A distributed approach is Harder to implement since it needs to tackle all the possible flaws of connectivity on different points and propagate the information across all devices 1) how to access the robot, 2) which device is going to send the commands to the robot and what happen during a disconnection.
A centralized approach relies in one device to communicate the commands to the robot and keeps the other devices updated, meaning that they don’t communicate each other directly. We choose the centralized approach in order to facilitate facilitator and students their interaction, since only one device will handle any error or problem. We took a high risk decision, since we didn’t know if one tablet were able to handle multiple connections at once.
We defined the protocol following Collazos collaborative learining task division. On pre-process stage, the protocol must provide the ability to setup the groups, define which commands each member will have. Also the timeout for every turn is defined and groups are assemble.
For the In-Process stage, the protocol must facilitate the “board status” data propagation so every student has the must up-to-date version. It also must handle the timeout for student actions and allow the facilitator to monitor every group progress.
For the Post-Process, it needs also to allow students let the facilitator know when they think they are ready so he or she can verify the solution correctness and decide if sends or not the solution to the robot.
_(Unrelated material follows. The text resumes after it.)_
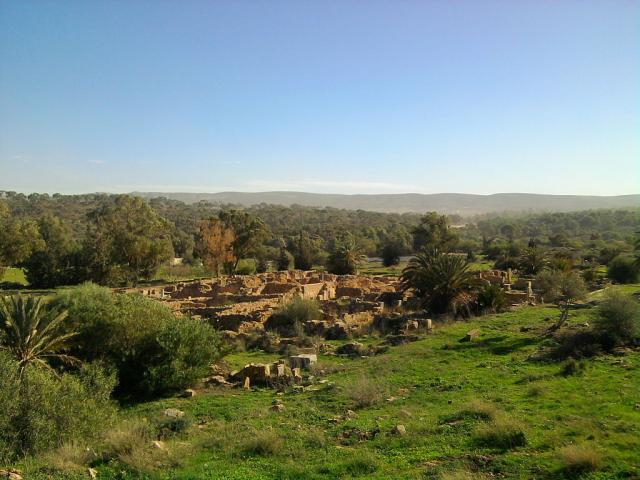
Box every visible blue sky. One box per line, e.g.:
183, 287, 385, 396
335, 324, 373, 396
0, 0, 640, 195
The implementation of the protocol consisted on defining the messages sent back and foward between the “master” device and the “students”. The base structure is an ID which is a unique value used to identify every message. The type consists in a constant that helps to categorize the meaning of the message. The timestamp is the time when the message was sent from the device (also used to synchronize clocks across devices using facilitator’s device time) and finally a Data which structure will depend on the message type. We decide to use JSON as message format, since there are plenty of libraries available on Java and Android to marshalling and unmarshalling objects.
With this structure we could implement the messages based on the definition done during the design.